Les ordres
(Orders)
Year: 1974
Language: French
Format: 35mm Colour/Black & White
Runtime: 107 min
Director:
Michel Brault
Producer:
Bernard Lalonde
Writer:
Michel Brault
Cinematographer:
François Protat,
Michel Brault
Editor:
Yves Dion
Sound:
Serge Beauchemin
Music:
Philippe Gagnon
Cast:
Roger Garand,
Amulette Garneau,
Louise Forestier,
Guy Provost,
Jean Lapointe,
Louise Latraverse,
Claude Gauthier,
Sophie Clément,
Hélène Loiselle,
Guy Bélanger
Production Company:
Les Productions Prisma Inc.,
Les Ordres Inc.
Les ordres has been rated by critics as one of the best Canadian films ever made. It subtly blends fiction and documentary realism in a chilling portrait of what can happen to a liberal democracy when the state imposes its power.

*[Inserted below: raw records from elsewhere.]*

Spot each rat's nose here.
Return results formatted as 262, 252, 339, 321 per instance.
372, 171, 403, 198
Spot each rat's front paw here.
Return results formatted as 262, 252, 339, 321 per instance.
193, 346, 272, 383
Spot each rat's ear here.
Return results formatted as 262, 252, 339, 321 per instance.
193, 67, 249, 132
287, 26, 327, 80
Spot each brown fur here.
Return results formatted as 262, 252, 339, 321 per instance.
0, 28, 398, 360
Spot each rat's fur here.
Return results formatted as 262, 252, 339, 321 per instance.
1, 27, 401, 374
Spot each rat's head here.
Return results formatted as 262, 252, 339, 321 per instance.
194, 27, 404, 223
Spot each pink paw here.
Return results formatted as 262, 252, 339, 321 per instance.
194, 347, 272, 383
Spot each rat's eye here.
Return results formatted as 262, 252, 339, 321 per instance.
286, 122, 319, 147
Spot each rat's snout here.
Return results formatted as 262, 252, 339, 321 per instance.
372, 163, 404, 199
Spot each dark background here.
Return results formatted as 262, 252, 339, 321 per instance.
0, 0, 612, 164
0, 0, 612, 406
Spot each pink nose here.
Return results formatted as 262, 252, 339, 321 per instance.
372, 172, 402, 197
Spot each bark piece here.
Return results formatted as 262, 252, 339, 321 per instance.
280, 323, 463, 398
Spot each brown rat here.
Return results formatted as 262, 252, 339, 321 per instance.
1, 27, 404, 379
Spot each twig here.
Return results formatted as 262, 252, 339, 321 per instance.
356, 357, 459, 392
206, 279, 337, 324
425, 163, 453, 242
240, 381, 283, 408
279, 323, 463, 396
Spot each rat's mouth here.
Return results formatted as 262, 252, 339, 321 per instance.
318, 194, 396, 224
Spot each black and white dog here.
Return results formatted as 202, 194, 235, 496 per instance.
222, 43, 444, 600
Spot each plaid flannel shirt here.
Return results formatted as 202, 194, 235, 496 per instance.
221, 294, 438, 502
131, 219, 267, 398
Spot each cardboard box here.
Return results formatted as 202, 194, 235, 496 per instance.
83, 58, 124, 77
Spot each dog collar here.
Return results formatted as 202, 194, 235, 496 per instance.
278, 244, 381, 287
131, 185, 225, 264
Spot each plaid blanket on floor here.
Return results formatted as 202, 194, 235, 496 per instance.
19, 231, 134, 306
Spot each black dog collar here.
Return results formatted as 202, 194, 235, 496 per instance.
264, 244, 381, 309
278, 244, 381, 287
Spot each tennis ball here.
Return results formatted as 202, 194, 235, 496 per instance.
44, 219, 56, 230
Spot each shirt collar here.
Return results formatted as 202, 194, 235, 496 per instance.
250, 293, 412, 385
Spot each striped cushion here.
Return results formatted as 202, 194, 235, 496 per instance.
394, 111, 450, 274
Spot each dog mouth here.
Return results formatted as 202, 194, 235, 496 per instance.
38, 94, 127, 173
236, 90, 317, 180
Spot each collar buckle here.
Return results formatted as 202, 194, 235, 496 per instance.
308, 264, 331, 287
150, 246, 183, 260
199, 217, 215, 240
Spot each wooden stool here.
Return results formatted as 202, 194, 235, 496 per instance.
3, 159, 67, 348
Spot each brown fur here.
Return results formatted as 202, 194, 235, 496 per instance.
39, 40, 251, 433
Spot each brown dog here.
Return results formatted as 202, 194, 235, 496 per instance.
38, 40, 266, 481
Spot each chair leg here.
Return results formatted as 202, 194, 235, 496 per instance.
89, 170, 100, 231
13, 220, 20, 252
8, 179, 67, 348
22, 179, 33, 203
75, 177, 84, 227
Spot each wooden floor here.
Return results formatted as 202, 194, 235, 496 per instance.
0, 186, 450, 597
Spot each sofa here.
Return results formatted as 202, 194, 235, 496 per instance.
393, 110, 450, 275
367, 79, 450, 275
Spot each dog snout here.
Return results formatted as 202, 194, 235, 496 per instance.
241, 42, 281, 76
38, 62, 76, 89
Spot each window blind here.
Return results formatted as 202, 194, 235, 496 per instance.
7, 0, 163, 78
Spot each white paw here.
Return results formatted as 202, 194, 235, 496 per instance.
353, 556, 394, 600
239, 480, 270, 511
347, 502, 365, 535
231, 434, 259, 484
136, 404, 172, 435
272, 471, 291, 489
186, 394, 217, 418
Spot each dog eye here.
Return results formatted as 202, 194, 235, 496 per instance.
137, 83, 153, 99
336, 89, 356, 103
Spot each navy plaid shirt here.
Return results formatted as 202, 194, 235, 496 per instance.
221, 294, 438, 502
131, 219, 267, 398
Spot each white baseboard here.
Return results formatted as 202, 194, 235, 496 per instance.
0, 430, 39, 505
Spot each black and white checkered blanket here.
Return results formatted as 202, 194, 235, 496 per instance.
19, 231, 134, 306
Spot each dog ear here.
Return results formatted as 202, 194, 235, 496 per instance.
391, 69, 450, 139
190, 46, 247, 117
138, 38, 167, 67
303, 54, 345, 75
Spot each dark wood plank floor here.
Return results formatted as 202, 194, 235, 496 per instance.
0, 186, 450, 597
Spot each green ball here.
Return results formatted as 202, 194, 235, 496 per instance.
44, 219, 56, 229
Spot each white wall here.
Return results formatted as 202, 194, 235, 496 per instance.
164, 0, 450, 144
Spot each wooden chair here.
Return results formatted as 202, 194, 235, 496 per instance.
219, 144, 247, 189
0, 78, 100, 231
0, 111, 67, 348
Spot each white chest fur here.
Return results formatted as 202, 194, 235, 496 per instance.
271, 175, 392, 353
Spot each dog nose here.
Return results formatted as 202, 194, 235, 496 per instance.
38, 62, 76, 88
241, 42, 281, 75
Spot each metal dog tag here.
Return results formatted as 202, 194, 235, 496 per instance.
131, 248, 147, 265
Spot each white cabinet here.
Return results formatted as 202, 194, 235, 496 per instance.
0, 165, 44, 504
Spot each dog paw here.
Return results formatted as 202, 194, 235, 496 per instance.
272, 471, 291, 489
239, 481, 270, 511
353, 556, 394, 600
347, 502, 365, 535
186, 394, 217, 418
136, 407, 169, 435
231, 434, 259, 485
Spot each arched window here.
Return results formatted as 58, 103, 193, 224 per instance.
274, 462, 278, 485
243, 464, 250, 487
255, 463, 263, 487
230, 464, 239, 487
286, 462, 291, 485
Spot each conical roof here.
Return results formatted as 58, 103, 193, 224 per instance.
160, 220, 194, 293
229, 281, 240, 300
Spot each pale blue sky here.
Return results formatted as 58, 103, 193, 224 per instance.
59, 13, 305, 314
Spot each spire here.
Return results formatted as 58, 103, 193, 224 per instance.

In October 1970, when FLQ terrorists kidnapped a British diplomat and threatened to (and later did) murder a Quebec cabinet minister, Prime Minister Trudeau sanctioned the War Measures Act and sent the Canadian army into Montreal. Close to 500 ordinary citizens who had no connection to the terrorists were summarily arrested and held without charge.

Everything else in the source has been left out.